IncludeProcessor lists input files used in a compile. IncludeProcessor receives CompilerInfo, CompilerFlags, (CommandSpec,) and returns the file list which will be used during the compile.

For C/C++, we have our own C preprocessor to list all header files used for a compile. For java, it checks .jar files to list dependent .jar files.

How to define IncludeProcessor

  1. Define <Language>IncludeProcessor in client/<language>/<languagle>_include_processor.h
  2. In <Language>CompilerTypeSpecific class (which is described later), implement RunIncludeProcessor.

example

ExecReqNormalizer

ExecReqNormalizer normalizes ExecReq for LocalOutputCache. LocalOutputCache can store the compile result in local storage (like ccache). The key of the LocalOutputCache is the SHA256 digest of the normalized ExecReq.

If it is sure some fields of ExecReq does not affect compile result, they can be normalized with ExecReqNormalizer.

For example, when the compiler is clang and the command line contains -g0 (= omit debug information), then cwd can be removed from the normalized ExecReq.

If you not sure, just keep ExecReq as is.

How to define ExecReqNormalizer

  1. Define <Language>ExecReqNormalizer in lib/<language>_execreq_normalizer.h
    • Usually it should be derived from ConfigurableExecReqNormalizer. If not sure, just return Config::AsIs() from Configure() method.
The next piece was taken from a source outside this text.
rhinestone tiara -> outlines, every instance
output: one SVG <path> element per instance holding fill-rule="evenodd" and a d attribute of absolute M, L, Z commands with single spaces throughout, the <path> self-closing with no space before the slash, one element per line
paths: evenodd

This doesn't normalize anything, however, this should be ok for the first step.

example

CompilerTypeSpecific

CompilerTypeSpecific is a collection of methods to call compiler type specific processes in compiler_proxy.

How to define CompilerTypeSpecific

  1. Define <Language>CompilerTypeSpecific in client/<language>/<language>_compiler_type_specific.h
    • <Language>CompilerTypeSpecific should be derived from CompilerTypeSpecific.
  2. Add your class into CompilerTypeSpecificCollection in client/compiler_type_specific_collection.h

example

How to test client

You must want to check these components are working correctly. The one way to check is to run the new type of compiler with Goma.

  1. Start compiler_proxy (goma_ctl.py ensure_start)
  2. Run your compiler with adding GOMA_USE_LOCAL=false
    • GOMA_USE_LOCAL=false gomacc <compiler_path> …
    • This enforces a compile request is sent to Goma server (it means we can enforce IncludeProcessor runs).

Then, open compiler_proxy dashboard http://localhost:8088/. A new task must be shown in the dashboard. Probably, your task is shown as GOMA ERROR (red color) if your compiler is not registered in Goma server. GOMA ERROR means the compile failed in the remote, but succeeded locally. If it‘s shown as FAILURE (pink color), your compile failed locally, too. This indicates something is wrong, but we have to see compiler_proxy log http://localhost:8088/logz?INFO to investigate what’s really wrong.

http://localhost:8088/compilerinfoz shows the list of CompilerInfo. Find [compiler info] section, and find your compiler from the list.

Open your compile task in the dashbaord http://localhost:8088/. inputs shows the list of files which is sent to Goma server. If your IncludeProcessor didn't work correctly, some files might be missing.

For CompilerFlag, currently we don't have a good interface to see the details in compiler_proxy dashboard. We recommend you write a unittest.